Now before anyone flips their lid, let me point out that these transactions are fully legal and regulated. Federal laws are followed throughout; if the gun must be shipped, then it must be shipped to a Federal Firearms License (FFL) holder. Before a gun is released to the buyer, the required background checks are done by the receiving FFL holder. The FFL holder will often charge a small fee for his services.
Types of Sites
Most of the sites I've found follow the classified-ad or auction format, and are selling both new and used guns. In the past, most listings were placed by average folks looking to sell a gun they've decided to replace or just get rid of, but dealers are selling online more often.
These ads can also be a great place to find deals on holsters and accessories, oftentimes by small dealers who don't get sufficient buying traffic on their Web sites. I have bought a few guns online, and the process is not complicated.
First, you need to know where to start (I have added some links at the end of this article). Many categories are available on most Web sites, such as shotguns, rifles, revolvers, pistols, antiques, etc (it's helpful to know that semi-automatic handguns are properly referred to as pistols. Pistols and revolvers are not the same thing). Select the category you're interested in, and take a look.
You may find it helpful to search a given site, in a given category, for what you're looking for - but don't be too specific in your search terms. If you're looking for a Remington 1100 12-gauge semi-automatic shotgun, try searching the shotguns using just "Remington." If the results turn out to be too broad, try something like "Remington auto." The reason is, it's easy to miss listings that may not have been posted using exactly the "right" terminology re: make and model.
Look carefully at dealers' ads, or any ad that states they accept credit cards, and always, always, shop around! One of the best tools for this kind of shopping is a reference guide giving gun values, such as a Blue Book of some type.

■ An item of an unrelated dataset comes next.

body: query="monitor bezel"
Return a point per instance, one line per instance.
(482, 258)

Purchasing a book of this type may not be feasible for the "one-time shopper," but don't rush into any deal, any time, without knowing the going rate for that make & model of gun, in its present condition.
The best way to find this out, short of buying a reference book, is to browse around different Web sites and local shops to see what's going for how much. This also gives one a good feel of a gun's value. Many of us will be looking to sell again in the future, and it's nice to know we're not going to lose money on a deal. Also, you should realize that Blue Book prices are not written in stone, and are simply to be used as a guideline.
New vs. Used
I seldom buy guns brand-new. I've never bought a new vehicle either, for much the same reason: I can usually get a used one just as good, for less, in most cases. I generally don't buy a gun unless it meets one or both of the following conditions: I must want it a heckuva lot and reasonably expect to use it (or at least drool on it) regularly, or it has to be a good enough deal that I can sell it for more money than I paid. You'll never lose if you follow this line of thought, and if you don't over-pay.